Interior of Virgin Hyperloop One’s test track. Image: Virgin Hyperloop One

Much of the developments in Hyperloop technology have largely been found in the US, but that’s all about to change.

In the race to build the first commercial Hyperloop network, Hyperloop One was deemed to have gotten a major headstart following Virgin’s purchase of a majority stake in the company last year.

Now called Virgin Hyperloop One and with the backing of billionaire Richard Branson, the company has announced the signing of a deal with the Spanish government to open its first European development centre.

Valued at approximately €500m, the centre will be based in the Andalusia region with €126m in public backing through loans and grants.

More specifically, it will be in the village of Bobadilla just outside of Malaga, now a major epicentre of transportation and aerospace companies.

Virgin Hyperloop One estimates that it will hire between 200 and 300 high-tech roles for the 19,000 sq metre centre when it opens in 2020.

Once operational, it will develop, test, and certify components and subsystems to improve the safety and reliability of Hyperloop systems.

Meeting global demand

“We’ve already been testing and improving our technology for the last four years, including building the only full-scale Hyperloop system in the world,” said Josh Giegel, co-founder and CTO of Virgin Hyperloop One.

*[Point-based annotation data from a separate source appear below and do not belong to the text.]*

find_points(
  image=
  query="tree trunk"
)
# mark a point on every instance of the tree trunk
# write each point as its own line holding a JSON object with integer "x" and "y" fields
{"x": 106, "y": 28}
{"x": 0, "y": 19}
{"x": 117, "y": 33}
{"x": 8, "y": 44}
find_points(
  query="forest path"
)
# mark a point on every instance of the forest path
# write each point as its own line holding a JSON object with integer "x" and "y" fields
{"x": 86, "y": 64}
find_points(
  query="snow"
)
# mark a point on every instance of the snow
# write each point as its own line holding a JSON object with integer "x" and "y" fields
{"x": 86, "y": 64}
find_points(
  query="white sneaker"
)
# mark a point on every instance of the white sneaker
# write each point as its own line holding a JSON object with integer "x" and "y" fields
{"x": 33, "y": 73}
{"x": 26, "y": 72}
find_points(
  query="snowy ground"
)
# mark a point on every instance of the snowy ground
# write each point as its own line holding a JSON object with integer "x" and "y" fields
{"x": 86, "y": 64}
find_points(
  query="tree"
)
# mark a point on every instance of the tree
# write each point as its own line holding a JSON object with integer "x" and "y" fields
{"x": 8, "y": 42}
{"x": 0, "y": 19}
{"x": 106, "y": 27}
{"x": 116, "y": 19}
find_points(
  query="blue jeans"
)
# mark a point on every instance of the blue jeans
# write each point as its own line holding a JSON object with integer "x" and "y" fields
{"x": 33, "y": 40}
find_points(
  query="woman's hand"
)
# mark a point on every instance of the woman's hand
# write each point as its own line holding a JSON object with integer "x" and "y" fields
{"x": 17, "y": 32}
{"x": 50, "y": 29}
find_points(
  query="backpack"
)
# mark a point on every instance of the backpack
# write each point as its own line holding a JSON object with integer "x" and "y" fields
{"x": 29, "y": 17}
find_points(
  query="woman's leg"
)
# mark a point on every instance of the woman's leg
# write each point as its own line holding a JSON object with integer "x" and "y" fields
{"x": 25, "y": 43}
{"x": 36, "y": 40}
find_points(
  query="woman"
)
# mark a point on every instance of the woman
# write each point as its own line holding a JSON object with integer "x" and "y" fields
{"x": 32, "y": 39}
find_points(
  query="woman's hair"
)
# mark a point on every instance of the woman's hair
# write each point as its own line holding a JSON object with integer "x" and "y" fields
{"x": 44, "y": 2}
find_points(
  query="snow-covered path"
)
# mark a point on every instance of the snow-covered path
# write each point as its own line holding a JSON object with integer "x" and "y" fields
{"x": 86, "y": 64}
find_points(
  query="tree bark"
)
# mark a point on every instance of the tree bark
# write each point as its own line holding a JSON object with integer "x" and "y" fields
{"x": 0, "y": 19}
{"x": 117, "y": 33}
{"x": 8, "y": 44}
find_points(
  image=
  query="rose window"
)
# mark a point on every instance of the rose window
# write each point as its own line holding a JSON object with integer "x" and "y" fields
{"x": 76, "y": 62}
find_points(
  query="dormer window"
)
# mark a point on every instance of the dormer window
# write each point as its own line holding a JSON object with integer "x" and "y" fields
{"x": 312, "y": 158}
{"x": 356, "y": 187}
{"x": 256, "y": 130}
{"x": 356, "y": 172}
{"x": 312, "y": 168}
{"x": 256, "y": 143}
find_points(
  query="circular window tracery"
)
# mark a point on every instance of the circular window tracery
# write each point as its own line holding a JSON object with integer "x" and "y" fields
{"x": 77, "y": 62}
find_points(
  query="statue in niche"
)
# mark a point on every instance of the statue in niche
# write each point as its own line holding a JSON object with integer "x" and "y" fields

“Ultimately, the centre will help us deliver upon our first projects and scale to meet future demand around the world.”

Meanwhile, the Administrador de Infraestructuras Ferroviarias (Administration of Railway Infrastructure, a Spanish state-owned railway infrastructure manager) said in a statement: “The location of the centre in our country will lead to important high-value commercial opportunities and will boost economic growth in the region.”

The news comes a few weeks after Elon Musk’s SpaceX announced the winners of its own Hyperloop competition which pits teams of engineering students from across the world against one another to design and build a working Hyperloop pod.

Among them was the Irish team, Éirloop, who travelled to the competition with big intentions.

Despite not winning the grand prize, the team spoke of their elation at the fact they walked away with an innovation prize for their hard work.